S (Another Planet, Apparently)
Never really got into social media. Was never much of a follower. Pretty glad about that now.
JustInsideBeltway (Capitalandia)
@Tim Seeing ads that are more relevant instead of less relevant. The horror! The horror! Watch a football game on TV and see beer and truck commercials. The horror! The horror!
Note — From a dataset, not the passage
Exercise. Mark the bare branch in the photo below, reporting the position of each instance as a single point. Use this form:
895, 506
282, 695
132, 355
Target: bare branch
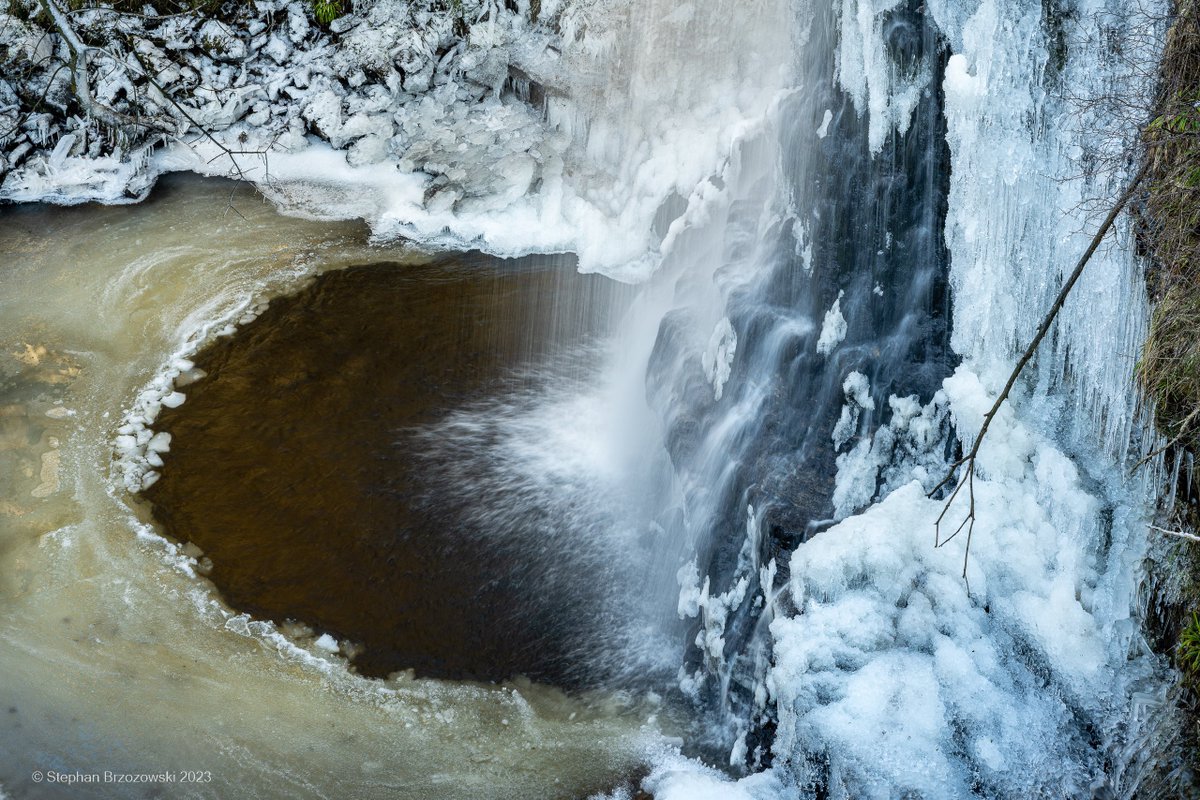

cherrylog754 (Atlanta, GA)
Sheryl Sandberg COO is a drain on the organization. And I wouldn't be surprised to learn later that some of the top talent leaving is because of Ms. Sandberg's controversial/poor decisions and management style. Zuckerberg needs to clean up his act and find out the truth as to why these individuals are leaving. My guess id he'll find one of the answers to this problem by looking into the office next to him.
S K (Sydney, Australia)
@cherrylog754 Sheryl S is a constant thorough the years of their employment. I’d be looking at what’s shifted for both execs to be leaving now. ....The most likely reason being the one nominated. ‘Drain’ sounds vague and uncompelling- on what basis? Without specific cause these comments lend themselves to the view that it’s convenient to blame the only reason wearing a skirt.
purpledot (Boston, MA)
The departing executive team has realized that Facebook's Chief Executive has no interest in changing anything of value. They have outgrown this dangerous and stultifying nonsense. I hope that Mr. Cox, at the very least builds fierce competition for a newer, better, and safer Facebook. What a novel idea in our capitalist oligarchy. We have only just begun.
W (Minneapolis, MN)
@purpledot " I hope that Mr. Cox, at the very least builds fierce competition for a newer, better, and safer Facebook." I would be surprised if Mr. Cox didn't have a non-compete clause in his employment contract.
GK (SF)
@W Non compete clauses are not enforceable/legal in the state of California.
NM (San Francisco)
@GK In some limited cases they may be. There's been at least one ruling that when the employee is represented by an attorney while negotiating the employment agreement, a noncompete clause can be enforced.
Tembrach.. (Connecticut)
Facebook is a platform that was weaponized by the Russian Federation and trained on our Democracy both guns blazing. How can an application that permitted the most sucessful foreign attack on our Democracy in 200 years be considered " positive"?
James (San Francisco Bay Area)
Because it reminds us, "Don't believe everything you read." Just because something is on the internet, doesn't make it true. Or have we already forgotten this.